Solved: NaN values in INTEL Fortran Example Using RCI FGMRES Solver with mkl-10.1

miramin · ‎05-27-2010

Hi there,

I am trying to get the hang of the one of the MKL Iterative solvers: RCI FGMRES and I haven't been able to generate correct results of the INTEL's own example which is on page :

http://www.intel.com/software/products/mkl/docs/WebHelp/appendices/mkl_appC_ISS.html#mkl_appC_ISS

under title :

" Fortran Example of Using RCI (Preconditioned) Flexible Generalized Minimal Residual Solver.

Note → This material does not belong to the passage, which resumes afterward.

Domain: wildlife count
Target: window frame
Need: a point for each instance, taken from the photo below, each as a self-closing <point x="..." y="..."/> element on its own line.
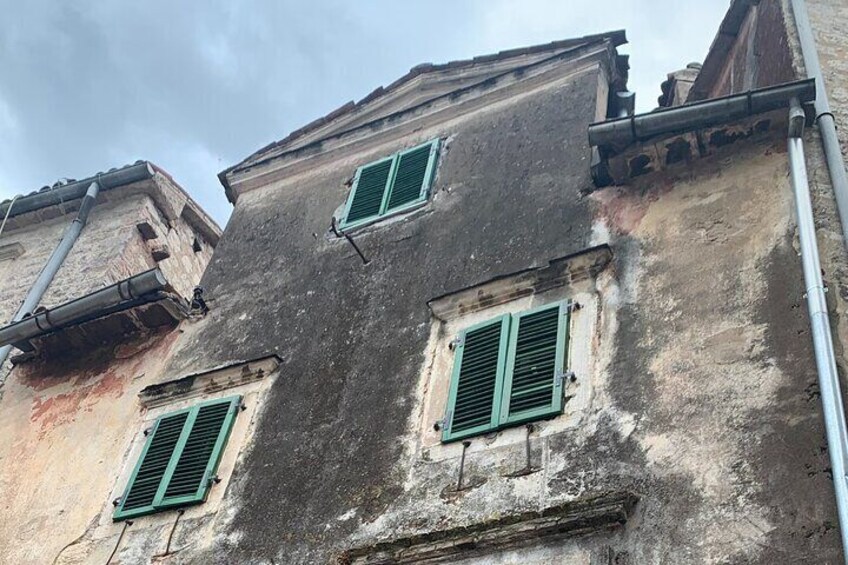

Fortran example results for a non-symmetric indefinite system. Upon successful execution of the solver, the following result is printed (up to rounding errors that depend on the computer system used): "

I am using thie intel compiler : intel-fc-10.1 and MKL library version 10.1
I changed the INTEL example to FORTRAN 90 using integer (KIND = 8) and REAL(KIND = 8) instead of F77 notations of integer and Double Precesion.

I have been successful to compile this code with the follwoing command :

ifort RCIFGMRES_INTEL.f90 -g -o ISS.exe -I /usr/local/compilers/Intel/mkl-10.1/include -L$MKL_HOME/lib/em64t -lmkl -lmkl_lapack -lguide -Wl,--start-group $MKL_HOME/lib/em64/libmkl_solver_ilp64_sequential.a $MKL_HOME/lib/em64t/libmkl_intel_ilp64.a $MKL_HOME/lib/em64t/libmkl_solver_ilp64_sequential.a $MKL_HOME/lib/em64t/libmkl_core.a -lpthread -Wl,--end-group

No error in compiling!

When I run the program, my output is the following :

[smirsa1@philip1 ISS]$ ./ISS.exe
--------------------------------------------------
The SIMPLEST example of usage of RCI FGMRES solver
to solve a non-symmetric indefinite non-degenerate
algebraic system of linear equations
--------------------------------------------------

The system has been solved

The following solution has been obtained:
COMPUTED_SOLUTION(1)= NaN
COMPUTED_SOLUTION(2)= -Infinity
COMPUTED_SOLUTION(3)= NaN
COMPUTED_SOLUTION(4)= Infinity
COMPUTED_SOLUTION(5)= NaN

The expected solution is:
EXPECTED_SOLUTION(1)=-0.100E+01
EXPECTED_SOLUTION(2)= 0.100E+01
EXPECTED_SOLUTION(3)= 0.000E+00
EXPECTED_SOLUTION(4)= 0.100E+01
EXPECTED_SOLUTION(5)=-0.100E+01

Number of iterations: 1
This example may have FAILED as either the number of iterations differs from the expected number of iterations 5 or the computed solution differs much from the expected solution (Euclidean norm is NaN ), or both.
1
[smirsa1@philip1 ISS]$

Have u seen this behavior before? I can't figure out what it is I am doing wrong. I would be very grateful if somebody could tell me where this error is coming from.

I hav attached my source code as well to this message.

Thanks for reading! :)

mecej4 · ‎05-29-2010

Well, I am stumped. Typically, we run into problems with sample code from manuals (such as the MKL manual) as part of the "initial acceptance test". If there are problems with paths, prerequisite software, OS/hardware incompatibilities, we find out because the example problems don't run correctly. But, you seem to have everything well set.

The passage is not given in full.